First, I have input around 30 features and I have 2 features that have high positive correlation between them.
After that, I train the XGBoost model(python) and look at SHAP values of 2 features the SHAP values have negative correlation.
Could you explain to me, why the output SHAP values between 2 features doesn't have the correlation the same as input correlation? and I can trust that output of SHAP or not?
=========================
Correlation between input: 0.91788
Correlation between SHAP values: -0.661088
2 features are
Model Performance
Train AUC: 0.73
Test AUC: 0.71
Input scatter plot (x: Number of families in province, y: Population in province):
SHAP values output scatter plot (x: Number of families in province, y: Population in province):
Upvotes: 0
Views: 1169
Reputation: 59
XGBoost is not a linear model, i.e. the relationship between the input features X and the predictions y is not linear. SHAP values build a linear explanation model of y. Therefore, it is very much expected that the correlation between input features and their SHAP values do not match.
Upvotes: 0
Reputation: 1063
You can have correlated variables that have opposite effects on the model output.

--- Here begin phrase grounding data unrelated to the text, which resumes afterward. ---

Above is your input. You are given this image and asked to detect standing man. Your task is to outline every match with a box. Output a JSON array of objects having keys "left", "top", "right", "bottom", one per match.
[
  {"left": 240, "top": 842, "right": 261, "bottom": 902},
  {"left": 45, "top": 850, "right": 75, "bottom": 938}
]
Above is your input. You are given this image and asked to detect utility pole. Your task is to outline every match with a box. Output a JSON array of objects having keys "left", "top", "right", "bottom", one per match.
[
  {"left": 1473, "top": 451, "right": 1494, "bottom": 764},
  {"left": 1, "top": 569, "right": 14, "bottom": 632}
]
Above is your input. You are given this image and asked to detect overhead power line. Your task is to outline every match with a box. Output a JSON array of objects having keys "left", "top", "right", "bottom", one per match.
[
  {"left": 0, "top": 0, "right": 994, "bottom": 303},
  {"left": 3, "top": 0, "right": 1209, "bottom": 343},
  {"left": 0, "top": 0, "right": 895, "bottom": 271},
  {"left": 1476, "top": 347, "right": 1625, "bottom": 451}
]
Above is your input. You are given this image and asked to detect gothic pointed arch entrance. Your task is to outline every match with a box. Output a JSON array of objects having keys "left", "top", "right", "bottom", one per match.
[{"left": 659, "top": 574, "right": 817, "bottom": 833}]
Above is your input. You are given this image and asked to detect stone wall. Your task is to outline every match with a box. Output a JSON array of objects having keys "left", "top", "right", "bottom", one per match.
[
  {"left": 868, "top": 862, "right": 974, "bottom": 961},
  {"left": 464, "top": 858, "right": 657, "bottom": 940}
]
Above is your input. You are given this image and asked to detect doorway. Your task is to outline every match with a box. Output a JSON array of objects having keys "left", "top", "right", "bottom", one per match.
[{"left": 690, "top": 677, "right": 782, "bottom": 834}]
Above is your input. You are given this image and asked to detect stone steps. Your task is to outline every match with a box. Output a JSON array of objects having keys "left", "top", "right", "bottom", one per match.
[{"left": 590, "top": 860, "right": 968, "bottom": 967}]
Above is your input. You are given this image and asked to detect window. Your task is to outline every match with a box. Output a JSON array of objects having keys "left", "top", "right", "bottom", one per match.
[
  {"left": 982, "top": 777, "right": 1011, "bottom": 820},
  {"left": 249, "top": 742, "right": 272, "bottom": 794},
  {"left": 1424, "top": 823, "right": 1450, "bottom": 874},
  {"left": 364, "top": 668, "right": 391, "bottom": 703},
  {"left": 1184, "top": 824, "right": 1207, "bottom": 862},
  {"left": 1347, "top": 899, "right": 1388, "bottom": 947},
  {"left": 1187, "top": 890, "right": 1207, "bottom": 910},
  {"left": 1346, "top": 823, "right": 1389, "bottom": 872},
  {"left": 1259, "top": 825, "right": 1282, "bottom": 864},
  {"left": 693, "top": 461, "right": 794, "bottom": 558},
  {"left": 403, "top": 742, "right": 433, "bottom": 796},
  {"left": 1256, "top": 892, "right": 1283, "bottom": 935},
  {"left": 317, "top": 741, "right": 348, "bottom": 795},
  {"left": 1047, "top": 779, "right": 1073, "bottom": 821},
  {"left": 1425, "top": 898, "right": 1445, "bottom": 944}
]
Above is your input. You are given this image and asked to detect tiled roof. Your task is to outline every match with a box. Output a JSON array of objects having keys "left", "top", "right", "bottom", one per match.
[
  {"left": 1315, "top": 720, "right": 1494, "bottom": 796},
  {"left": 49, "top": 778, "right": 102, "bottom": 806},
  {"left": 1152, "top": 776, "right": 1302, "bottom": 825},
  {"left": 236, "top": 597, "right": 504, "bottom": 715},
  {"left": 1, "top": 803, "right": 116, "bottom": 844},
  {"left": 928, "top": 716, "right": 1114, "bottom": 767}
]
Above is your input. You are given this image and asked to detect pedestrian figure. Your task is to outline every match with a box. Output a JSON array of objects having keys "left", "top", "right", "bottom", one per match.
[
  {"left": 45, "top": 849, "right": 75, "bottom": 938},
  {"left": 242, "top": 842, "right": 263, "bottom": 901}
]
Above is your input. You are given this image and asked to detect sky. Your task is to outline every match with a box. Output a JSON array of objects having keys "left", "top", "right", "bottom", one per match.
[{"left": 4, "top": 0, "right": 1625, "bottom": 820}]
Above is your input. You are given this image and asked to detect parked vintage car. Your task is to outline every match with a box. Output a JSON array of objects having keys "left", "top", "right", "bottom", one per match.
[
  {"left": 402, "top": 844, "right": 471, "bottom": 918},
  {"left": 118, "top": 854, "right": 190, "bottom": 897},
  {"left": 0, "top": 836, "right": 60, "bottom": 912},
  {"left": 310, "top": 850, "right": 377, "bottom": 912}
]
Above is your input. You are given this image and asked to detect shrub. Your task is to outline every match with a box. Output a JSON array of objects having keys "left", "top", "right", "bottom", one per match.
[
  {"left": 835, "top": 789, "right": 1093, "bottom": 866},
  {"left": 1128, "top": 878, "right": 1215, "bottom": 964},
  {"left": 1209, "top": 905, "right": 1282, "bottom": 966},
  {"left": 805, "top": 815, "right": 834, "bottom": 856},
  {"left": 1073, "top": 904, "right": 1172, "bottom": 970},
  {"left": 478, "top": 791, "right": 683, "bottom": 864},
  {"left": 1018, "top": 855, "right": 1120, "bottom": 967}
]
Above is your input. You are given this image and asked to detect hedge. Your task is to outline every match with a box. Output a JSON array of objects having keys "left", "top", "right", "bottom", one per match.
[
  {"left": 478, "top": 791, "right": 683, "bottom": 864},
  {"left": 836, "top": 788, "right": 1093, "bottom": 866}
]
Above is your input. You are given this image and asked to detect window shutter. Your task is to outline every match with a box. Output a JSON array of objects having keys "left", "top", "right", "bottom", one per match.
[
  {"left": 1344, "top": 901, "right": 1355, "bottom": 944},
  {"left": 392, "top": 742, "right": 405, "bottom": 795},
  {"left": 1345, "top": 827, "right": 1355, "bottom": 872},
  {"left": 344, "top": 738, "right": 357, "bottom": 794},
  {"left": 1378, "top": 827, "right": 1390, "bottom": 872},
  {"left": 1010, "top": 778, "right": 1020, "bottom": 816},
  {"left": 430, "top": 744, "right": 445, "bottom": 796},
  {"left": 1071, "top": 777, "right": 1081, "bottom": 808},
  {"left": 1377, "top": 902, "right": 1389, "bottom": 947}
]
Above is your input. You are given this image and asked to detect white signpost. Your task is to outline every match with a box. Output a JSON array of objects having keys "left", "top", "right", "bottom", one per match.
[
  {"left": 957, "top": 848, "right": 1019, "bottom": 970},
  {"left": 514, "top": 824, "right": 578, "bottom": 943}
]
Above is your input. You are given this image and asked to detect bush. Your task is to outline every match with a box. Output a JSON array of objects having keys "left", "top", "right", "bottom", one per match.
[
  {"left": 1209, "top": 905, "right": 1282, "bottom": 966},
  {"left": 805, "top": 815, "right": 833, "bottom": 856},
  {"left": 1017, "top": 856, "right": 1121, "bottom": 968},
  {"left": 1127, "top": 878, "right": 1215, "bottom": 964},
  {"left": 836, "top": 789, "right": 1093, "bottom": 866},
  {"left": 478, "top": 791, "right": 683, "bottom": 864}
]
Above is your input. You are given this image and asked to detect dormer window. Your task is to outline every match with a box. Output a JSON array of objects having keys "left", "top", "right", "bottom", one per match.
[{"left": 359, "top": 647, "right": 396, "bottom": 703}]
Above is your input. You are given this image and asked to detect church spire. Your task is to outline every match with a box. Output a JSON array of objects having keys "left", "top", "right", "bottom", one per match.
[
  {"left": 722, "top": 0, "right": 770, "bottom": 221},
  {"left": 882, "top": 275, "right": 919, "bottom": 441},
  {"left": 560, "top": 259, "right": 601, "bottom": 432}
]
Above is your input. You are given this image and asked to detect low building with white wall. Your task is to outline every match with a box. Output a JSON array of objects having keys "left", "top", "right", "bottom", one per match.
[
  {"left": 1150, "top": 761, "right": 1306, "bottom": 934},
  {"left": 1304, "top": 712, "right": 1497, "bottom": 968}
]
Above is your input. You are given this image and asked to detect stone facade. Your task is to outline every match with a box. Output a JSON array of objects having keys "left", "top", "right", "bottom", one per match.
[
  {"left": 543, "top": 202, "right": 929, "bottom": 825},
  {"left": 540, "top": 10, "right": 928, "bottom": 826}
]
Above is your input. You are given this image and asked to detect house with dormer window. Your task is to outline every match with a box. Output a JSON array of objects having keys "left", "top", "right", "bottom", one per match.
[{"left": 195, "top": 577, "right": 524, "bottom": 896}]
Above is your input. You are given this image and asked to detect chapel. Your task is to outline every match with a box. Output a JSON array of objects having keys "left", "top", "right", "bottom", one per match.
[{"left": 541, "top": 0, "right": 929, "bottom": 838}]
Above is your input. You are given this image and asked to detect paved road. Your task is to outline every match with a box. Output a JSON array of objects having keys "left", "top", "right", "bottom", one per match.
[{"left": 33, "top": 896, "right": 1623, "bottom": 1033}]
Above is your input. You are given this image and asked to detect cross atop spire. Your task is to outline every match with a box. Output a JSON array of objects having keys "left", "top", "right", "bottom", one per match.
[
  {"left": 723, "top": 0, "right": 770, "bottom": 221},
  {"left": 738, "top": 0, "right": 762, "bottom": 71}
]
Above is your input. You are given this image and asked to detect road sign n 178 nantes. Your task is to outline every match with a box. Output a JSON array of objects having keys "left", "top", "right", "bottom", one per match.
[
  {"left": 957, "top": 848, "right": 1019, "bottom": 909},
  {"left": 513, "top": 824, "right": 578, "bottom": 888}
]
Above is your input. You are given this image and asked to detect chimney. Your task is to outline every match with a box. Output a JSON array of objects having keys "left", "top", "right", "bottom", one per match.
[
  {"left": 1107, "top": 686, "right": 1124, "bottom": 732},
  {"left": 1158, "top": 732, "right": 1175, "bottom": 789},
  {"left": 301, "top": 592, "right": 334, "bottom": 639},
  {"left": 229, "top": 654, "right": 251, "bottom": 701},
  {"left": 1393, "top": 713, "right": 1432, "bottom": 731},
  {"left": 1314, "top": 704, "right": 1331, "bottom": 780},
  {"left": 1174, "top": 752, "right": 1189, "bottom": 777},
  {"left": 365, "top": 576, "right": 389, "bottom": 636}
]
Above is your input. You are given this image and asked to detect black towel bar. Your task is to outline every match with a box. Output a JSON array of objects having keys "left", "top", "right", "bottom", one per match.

As an example, let's take the case of predicting risk of mortality given two features: 'age' and 'trips to doctors'. Although these two variables are positively correlated, their effects are different. All other things held constant, a higher 'age' leads to a higher risk of mortality (according to the trained model). And a higher number of 'trips to doctor' leads to a smaller risk of mortality.
XGBoost (and SHAP) isolates the effect of these two correlated variables by conditioning on the other variable: e.g. splitting on 'trips to doctors' feature, after splitting on 'age' feature. Assumption here is that they are not perfectly correlated.
Upvotes: 1